The atmosphere was heavy with moisture, and a hazy fog seemed to hover over the Quarter, making the entire scene seem unreal, like a set in a horror movie. The stench of the previous evening’s partying hung in the air and assaulted her sinuses. She wrinkled her nose at the smell of rotting food as she passed a dumpster ready for the day’s garbage collection. The heels of her boots rang on the concrete sidewalk making enough noise to raise the dead, and the desire to be invisible raced through her psyche.
That morning, more than any other morning, the guy and his blood red drink had creeped her out. She’d caught Herb the Bouncer’s eye when the dude had ordered it, and Herb had made a psycho face behind the guy’s back. The weirdo had seemed rather harmless…until he had ordered that bloody drink.
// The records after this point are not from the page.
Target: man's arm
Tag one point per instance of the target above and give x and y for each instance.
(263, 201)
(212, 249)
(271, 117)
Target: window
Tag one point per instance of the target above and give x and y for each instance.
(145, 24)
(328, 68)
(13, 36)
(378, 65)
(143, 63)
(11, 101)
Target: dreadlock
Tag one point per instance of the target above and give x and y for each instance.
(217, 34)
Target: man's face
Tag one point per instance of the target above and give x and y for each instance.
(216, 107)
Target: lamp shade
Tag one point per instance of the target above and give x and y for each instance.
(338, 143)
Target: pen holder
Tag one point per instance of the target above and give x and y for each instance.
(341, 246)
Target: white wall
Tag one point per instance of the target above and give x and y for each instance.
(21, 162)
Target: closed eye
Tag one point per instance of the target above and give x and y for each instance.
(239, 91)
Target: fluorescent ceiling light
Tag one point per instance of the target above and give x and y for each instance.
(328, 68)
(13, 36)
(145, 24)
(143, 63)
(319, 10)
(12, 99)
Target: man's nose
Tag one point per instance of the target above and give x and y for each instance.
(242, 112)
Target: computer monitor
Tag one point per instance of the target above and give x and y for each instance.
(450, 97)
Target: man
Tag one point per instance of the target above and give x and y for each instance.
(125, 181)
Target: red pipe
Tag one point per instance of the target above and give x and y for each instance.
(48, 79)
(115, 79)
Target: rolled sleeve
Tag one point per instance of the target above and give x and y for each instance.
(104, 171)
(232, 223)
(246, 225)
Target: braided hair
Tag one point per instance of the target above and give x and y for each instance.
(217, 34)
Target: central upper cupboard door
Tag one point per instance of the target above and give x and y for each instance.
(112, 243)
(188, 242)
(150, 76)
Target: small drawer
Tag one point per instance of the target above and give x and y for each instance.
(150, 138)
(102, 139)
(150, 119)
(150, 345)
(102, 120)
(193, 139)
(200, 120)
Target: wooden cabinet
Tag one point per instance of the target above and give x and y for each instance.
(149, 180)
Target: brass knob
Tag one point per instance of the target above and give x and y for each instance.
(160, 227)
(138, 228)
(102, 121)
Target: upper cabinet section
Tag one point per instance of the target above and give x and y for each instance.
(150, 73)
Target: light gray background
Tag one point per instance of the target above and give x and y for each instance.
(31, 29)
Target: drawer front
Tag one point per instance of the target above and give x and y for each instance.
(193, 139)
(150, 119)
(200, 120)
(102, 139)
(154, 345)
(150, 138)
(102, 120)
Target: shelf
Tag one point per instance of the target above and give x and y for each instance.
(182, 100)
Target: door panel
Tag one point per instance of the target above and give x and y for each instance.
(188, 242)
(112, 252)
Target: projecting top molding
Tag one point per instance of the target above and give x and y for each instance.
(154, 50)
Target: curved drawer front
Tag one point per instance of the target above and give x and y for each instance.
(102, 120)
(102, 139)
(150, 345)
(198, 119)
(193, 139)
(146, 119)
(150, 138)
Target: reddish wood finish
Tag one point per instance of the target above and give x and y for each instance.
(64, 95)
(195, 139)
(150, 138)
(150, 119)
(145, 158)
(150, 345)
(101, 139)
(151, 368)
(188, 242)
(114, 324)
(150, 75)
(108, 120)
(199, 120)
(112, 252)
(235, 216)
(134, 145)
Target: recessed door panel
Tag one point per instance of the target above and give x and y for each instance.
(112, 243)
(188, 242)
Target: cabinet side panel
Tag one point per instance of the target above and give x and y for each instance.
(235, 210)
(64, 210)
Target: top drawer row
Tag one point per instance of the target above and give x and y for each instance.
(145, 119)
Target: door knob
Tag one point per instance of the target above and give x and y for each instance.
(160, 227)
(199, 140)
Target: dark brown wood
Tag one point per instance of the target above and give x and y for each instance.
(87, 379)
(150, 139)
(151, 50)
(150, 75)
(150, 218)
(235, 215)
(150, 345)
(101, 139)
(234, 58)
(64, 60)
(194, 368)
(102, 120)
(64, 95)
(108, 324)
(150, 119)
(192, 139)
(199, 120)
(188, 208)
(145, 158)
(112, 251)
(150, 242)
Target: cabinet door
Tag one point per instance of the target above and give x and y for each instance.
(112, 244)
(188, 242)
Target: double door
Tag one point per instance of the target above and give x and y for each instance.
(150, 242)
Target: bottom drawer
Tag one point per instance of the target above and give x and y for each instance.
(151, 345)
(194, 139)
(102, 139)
The vision of a dead woman hadn’t helped a bit. Jeri was exhausted. It had been a long shift, and her imagination had obviously been working overtime. Her nerves were still on edge from the encounter with the weirdo and the freaky vision of the dead woman when the cop had come into the bar asking questions. The sound of sirens had clamored in the background of their conversation, adding another layer of tension to the interview.
The cop knew her real name. What was he going to do about it? He could do nothing. She was of legal age to go where she liked and do what she wanted. No one could drag her back home to Nashville.
The thought of how her disappearance had probably caused her mother pain stabbed her in the heart. It wasn’t easy to shake off the heavy feeling of guilt, but she’d done what she had to do to keep her sanity. If she could talk to her mother, Janie Bowman would understand. Her father never would.
Her mind jerked back from her inner thoughts. To her surprise, the man who ordered the bloody drink loitered down the street at the corner of St. Peter and Bourbon, and it seemed that Jeri and the weird guy were the only ones on Bourbon Street at six in the morning. No doubt anyone who was hanging around that time of day had rushed to find out what the commotion was all about on the next street over. The sound of sirens in the Quarter could draw people like flies to raw meat.
When it seemed she had caught the weirdo’s eye, he turned and hurried away, heading in the same direction she intended to go. She wrapped her jacket tighter around her and slowed her pace, trying hard not to look like she was following him and hoping he would turn onto a cross street before she walked the six blocks from the bar to Canal. He made a left on St. Louis when she was only about a half block behind him. She stumbled on the uneven pavement as she passed the corner and gazed down the street after him.
He had disappeared. She released the breath she’d been holding and picked up her pace.